Incoming space-craft have heat-shields, to use the atmosphere as a brake, slowing them enough to deploy parachutes, so that they can splash-down at non-lethal speeds and be recovered. Potentially, our mining operation could have a supply of enormous heat-shields and parachutes, but we’re talking about a situation where an error made by an autonomous system, millions of miles away could see the equivalent of a nuclear strike at a random location anywhere on Earth.

Or, in theory, we could have a fuel-producing station on, say, the Moon. Mining water-ice and using solar power to split it into hydrogen and oxygen, to use as fuel. It’s conceivable that our incoming lump of iron ore could be intercepted, slowed down and dropped more gently into the Earth’s atmosphere…where it would sink to the bottom of the ocean, because iron ore doesn’t float.
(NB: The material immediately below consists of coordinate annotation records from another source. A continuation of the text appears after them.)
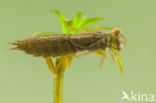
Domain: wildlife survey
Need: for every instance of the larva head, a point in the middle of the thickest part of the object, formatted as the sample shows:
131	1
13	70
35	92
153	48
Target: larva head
117	40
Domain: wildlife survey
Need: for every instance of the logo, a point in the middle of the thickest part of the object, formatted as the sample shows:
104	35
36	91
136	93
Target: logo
137	97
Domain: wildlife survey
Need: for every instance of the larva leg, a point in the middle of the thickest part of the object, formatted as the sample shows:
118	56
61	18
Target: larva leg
50	65
72	28
78	56
113	58
98	28
102	59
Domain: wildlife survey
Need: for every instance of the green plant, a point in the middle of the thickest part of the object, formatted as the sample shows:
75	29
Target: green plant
64	62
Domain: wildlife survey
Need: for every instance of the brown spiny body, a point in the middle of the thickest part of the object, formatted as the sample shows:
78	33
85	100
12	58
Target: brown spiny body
62	44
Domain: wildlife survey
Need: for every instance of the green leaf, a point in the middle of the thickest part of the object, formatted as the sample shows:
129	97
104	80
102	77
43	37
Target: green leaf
92	21
44	33
63	21
77	18
116	53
That would also still leave the possibility of a lump of iron ore not being intercepted properly, which would put the whole world back on Russian-Roulette alert, or of it being intercepted and then something going wrong, potentially seeing the Earth being hit at high velocity by 500 tonnes of iron, loaded up with huge quantities of liquid hydrogen and oxygen.

These may be one-in-a-million risks, but to match current, Earthbound, iron ore extraction rates we’d have to receive more than 65,000,000 of these 500 tonne packages every year.

None of these problems are insurmountable, Mankind has proved itself to be an ingenious species, and off-world mining is almost certainly going to be essential if we’re to expand our species off Earth, and onto other planets, but the post-scarcity world isn’t imminent…no matter how cheap rockets get.